Hilary (Whitehall) Putnam on Ludwig (Josef Johann) Wittgenstein
“ … I think
[Wittgenstein] gives us an example of how philosophical reflection can be
something other than creating new tempests in old teapots, or of finding new
teapots to create tempests in. At its best, philosophical reflection can give
us an unexpectedly honest and clear look at our own situation, not a ‘view from
nowhere’ but a view through the eyes of one or another wise, flawed, deeply
individual human being.
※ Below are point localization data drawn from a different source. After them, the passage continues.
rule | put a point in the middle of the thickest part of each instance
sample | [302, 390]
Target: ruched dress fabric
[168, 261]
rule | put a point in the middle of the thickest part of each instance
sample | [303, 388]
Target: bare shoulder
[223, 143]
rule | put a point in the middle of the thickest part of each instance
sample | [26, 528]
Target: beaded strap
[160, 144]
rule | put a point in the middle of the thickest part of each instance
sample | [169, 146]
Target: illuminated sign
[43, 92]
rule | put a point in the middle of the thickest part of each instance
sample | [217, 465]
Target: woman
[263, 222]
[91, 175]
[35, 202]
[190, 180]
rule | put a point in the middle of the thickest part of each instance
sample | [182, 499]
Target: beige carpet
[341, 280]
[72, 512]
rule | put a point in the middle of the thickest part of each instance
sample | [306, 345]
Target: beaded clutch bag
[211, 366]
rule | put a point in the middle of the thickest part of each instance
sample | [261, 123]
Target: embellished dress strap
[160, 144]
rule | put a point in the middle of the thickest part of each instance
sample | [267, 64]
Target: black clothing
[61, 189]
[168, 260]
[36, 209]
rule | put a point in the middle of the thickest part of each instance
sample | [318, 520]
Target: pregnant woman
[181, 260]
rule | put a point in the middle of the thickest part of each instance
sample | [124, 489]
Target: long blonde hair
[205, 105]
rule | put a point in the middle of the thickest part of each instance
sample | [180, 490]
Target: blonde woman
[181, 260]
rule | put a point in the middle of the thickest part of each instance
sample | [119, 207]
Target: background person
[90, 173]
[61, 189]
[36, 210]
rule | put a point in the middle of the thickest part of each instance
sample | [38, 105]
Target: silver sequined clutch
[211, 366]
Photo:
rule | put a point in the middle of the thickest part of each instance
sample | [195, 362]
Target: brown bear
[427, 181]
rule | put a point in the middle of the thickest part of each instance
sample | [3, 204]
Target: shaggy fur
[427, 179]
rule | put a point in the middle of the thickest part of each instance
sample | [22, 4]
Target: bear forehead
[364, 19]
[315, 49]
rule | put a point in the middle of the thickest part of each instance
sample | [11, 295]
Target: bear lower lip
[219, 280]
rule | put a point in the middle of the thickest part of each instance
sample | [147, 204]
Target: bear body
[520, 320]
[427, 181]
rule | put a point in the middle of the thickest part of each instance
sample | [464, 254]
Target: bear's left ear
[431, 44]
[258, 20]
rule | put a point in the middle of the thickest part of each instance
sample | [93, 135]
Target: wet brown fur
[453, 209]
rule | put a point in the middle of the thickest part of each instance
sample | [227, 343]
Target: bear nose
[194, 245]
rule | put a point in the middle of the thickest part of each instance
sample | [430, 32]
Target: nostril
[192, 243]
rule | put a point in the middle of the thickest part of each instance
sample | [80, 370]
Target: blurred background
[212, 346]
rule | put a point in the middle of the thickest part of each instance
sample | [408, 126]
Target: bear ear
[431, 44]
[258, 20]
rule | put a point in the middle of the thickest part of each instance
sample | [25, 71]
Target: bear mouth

If Wittgenstein wants to make a bonfire of our
philosophical vanities [e.g., the desire for metaphysical certainty or the
quest for metaphysical foundations, or the alienated ‘attitudes’ incarnate in
relativistic ‘escape’ or hard (or constitutional) skepticism], this is not a
matter of sheer intellectual sadism; if I am reading Wittgenstein correctly,
those vanities, in his view, are what keep us from trust, and, perhaps even
more important, keep us from compassion.” From the concluding paragraph of Putnam’s
chapter, “Wittgenstein on Reference and Relativism,” in his book (which ‘grew
out of the Gifford Lectures’ delivered in 1990 at the University of St.
Andrews), Renewing Philosophy
(Harvard University Press, 1992): 178-79.